6. Filtering Strategies
Where should the filtering happen? This is a massive trade-off.
A. Broker-Side Filtering (Efficient)
The broker (Exchange) decides which queue gets the message.
- Mechanism: The Exchange checks the Routing Key against Binding Keys (using a Trie).
- Example: RabbitMQ Topic Exchange.
- Logic: If no one binds to
sys.debug, the message is discarded immediately at the broker. - Pros: Saves network bandwidth and consumer CPU.
- Cons: Broker works harder (higher CPU usage on the MQ server).
B. Consumer-Side Filtering (Wasteful)
The consumer receives everything and filters it in code.
- Mechanism: All services listen to a “Firehose”.
- Logic:
if (msg.type ≠ 'error') return; - Pros: Dumb broker (fast, high throughput).
- Cons: Massive waste of bandwidth. The consumer wakes up, deserializes JSON, and discards it.
[!TIP] Always prefer Broker-Side Filtering for high-volume systems to save bandwidth. Only send data to services that actually need it.
7. Understanding Wildcards
Sometimes you don’t want all messages. You want to subscribe to a subset.
Wildcards (RabbitMQ Example)
- Topic format:
service.region.status - Wildcard
*(Star): Matches exactly one word. payment.us.*matchespayment.us.successbut NOTpayment.us.db.error.- Wildcard
#(Hash): Matches zero or more words. payment.#matchespayment.error,payment.us.success, andpayment.debug.level.1.
8. Delivery Semantics
When doing Pub-Sub, you must decide your guarantee level:
| Semantics | Description | Pros | Cons |
|---|---|---|---|
| At-Most-Once | Fire and Forget.

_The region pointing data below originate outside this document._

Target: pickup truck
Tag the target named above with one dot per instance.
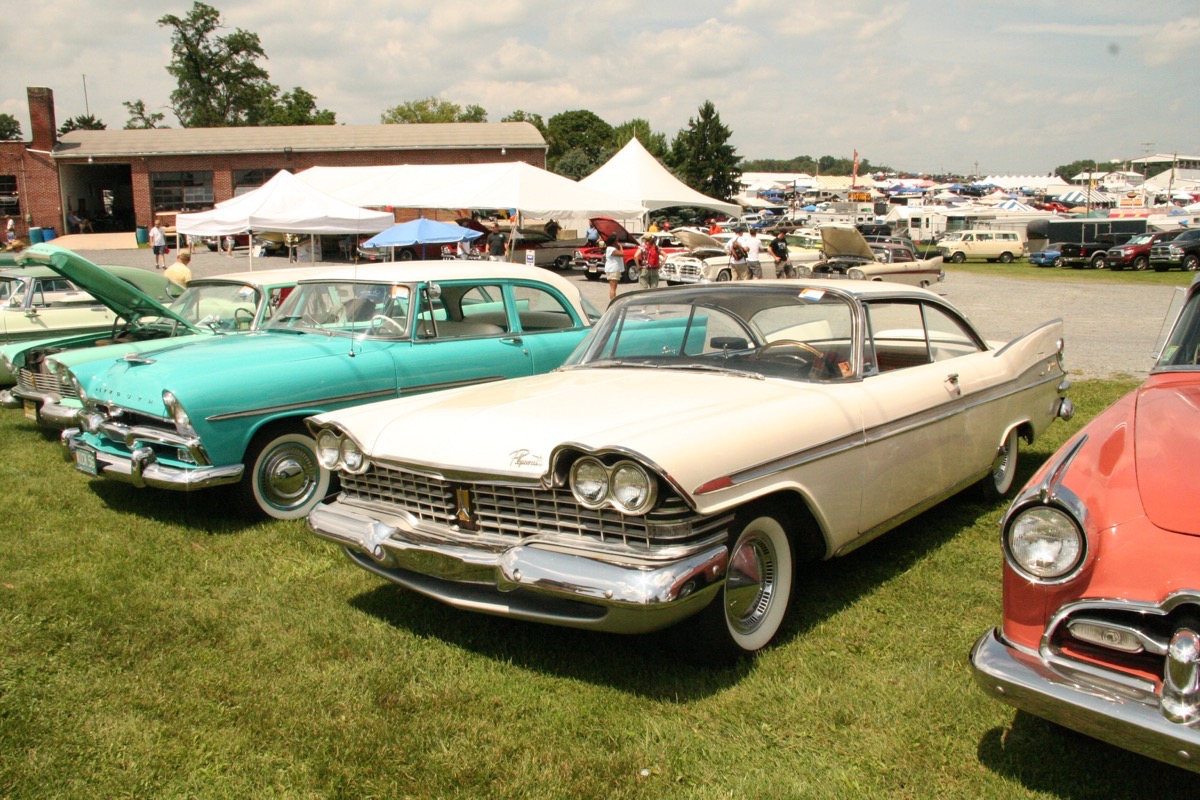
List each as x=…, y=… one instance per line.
x=1091, y=253
x=1183, y=252
x=1135, y=252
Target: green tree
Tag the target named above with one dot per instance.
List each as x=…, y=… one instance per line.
x=526, y=116
x=299, y=107
x=219, y=79
x=432, y=109
x=139, y=119
x=703, y=157
x=10, y=128
x=654, y=143
x=82, y=122
x=582, y=131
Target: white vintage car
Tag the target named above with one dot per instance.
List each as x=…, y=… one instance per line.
x=749, y=426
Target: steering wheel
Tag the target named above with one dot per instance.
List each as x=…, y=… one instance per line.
x=384, y=322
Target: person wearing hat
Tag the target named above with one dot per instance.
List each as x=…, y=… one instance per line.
x=648, y=260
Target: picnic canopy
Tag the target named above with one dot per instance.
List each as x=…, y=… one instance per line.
x=636, y=174
x=283, y=204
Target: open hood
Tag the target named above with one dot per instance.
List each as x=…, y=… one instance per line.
x=696, y=239
x=843, y=241
x=127, y=290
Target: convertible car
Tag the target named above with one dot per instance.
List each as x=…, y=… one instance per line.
x=748, y=426
x=222, y=304
x=1101, y=626
x=231, y=409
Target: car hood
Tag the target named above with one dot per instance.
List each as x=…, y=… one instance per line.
x=1167, y=443
x=250, y=365
x=121, y=296
x=840, y=241
x=514, y=426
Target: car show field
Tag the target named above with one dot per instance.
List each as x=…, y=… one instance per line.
x=161, y=644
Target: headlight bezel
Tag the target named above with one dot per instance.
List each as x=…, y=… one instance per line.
x=1068, y=536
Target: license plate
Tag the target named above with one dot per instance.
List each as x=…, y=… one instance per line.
x=85, y=462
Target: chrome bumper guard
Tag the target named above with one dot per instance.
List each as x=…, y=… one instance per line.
x=142, y=468
x=531, y=581
x=1131, y=720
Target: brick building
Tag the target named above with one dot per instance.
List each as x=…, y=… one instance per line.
x=124, y=179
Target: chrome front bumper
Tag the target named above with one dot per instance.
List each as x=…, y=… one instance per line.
x=1128, y=719
x=142, y=468
x=532, y=581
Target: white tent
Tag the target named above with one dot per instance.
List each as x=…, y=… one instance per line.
x=509, y=185
x=635, y=173
x=283, y=204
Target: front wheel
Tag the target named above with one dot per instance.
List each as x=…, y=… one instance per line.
x=750, y=608
x=283, y=480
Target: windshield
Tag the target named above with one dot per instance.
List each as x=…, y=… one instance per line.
x=219, y=306
x=346, y=308
x=1183, y=346
x=777, y=332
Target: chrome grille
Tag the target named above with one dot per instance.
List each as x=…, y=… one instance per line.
x=519, y=512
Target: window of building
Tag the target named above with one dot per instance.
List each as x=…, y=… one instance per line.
x=10, y=202
x=247, y=180
x=181, y=191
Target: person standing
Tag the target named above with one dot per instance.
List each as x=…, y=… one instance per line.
x=648, y=260
x=779, y=252
x=613, y=264
x=179, y=272
x=159, y=245
x=497, y=245
x=754, y=248
x=737, y=252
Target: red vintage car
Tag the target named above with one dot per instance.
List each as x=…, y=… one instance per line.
x=1102, y=571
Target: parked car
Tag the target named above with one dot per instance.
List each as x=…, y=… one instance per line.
x=37, y=301
x=1183, y=252
x=772, y=422
x=231, y=409
x=849, y=254
x=1101, y=626
x=991, y=245
x=1135, y=252
x=217, y=305
x=1051, y=256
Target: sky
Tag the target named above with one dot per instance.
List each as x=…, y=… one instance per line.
x=964, y=86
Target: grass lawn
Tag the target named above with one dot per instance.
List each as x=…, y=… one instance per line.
x=156, y=647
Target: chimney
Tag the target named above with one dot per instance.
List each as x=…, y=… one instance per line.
x=41, y=118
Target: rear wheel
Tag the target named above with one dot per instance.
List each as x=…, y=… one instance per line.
x=283, y=479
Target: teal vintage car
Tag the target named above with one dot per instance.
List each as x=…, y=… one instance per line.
x=37, y=301
x=231, y=410
x=217, y=305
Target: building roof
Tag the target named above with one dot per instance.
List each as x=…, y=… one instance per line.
x=298, y=138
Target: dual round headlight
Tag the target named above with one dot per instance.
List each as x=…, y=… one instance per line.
x=625, y=486
x=335, y=451
x=1044, y=542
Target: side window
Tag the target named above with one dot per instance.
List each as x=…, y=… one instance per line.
x=540, y=310
x=947, y=336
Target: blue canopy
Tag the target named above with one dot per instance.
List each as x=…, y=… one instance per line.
x=423, y=232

Message might be lost. | Fastest. No state tracking. | Data loss possible. |
| At-Least-Once | Retries until ack received. | No data loss. | Duplicates (Requires Idempotency). |
| Exactly-Once | Hardest to achieve. Transactional. | Perfect consistency. | High latency, complex. |
9. Summary
- Queues for 1-to-1 work distribution.
- Pub-Sub for 1-to-Many notifications.
- Topic Exchanges allow for powerful routing logic using Wildcards.
- Prefer Broker-Side Filtering to avoid flooding consumers with irrelevant data.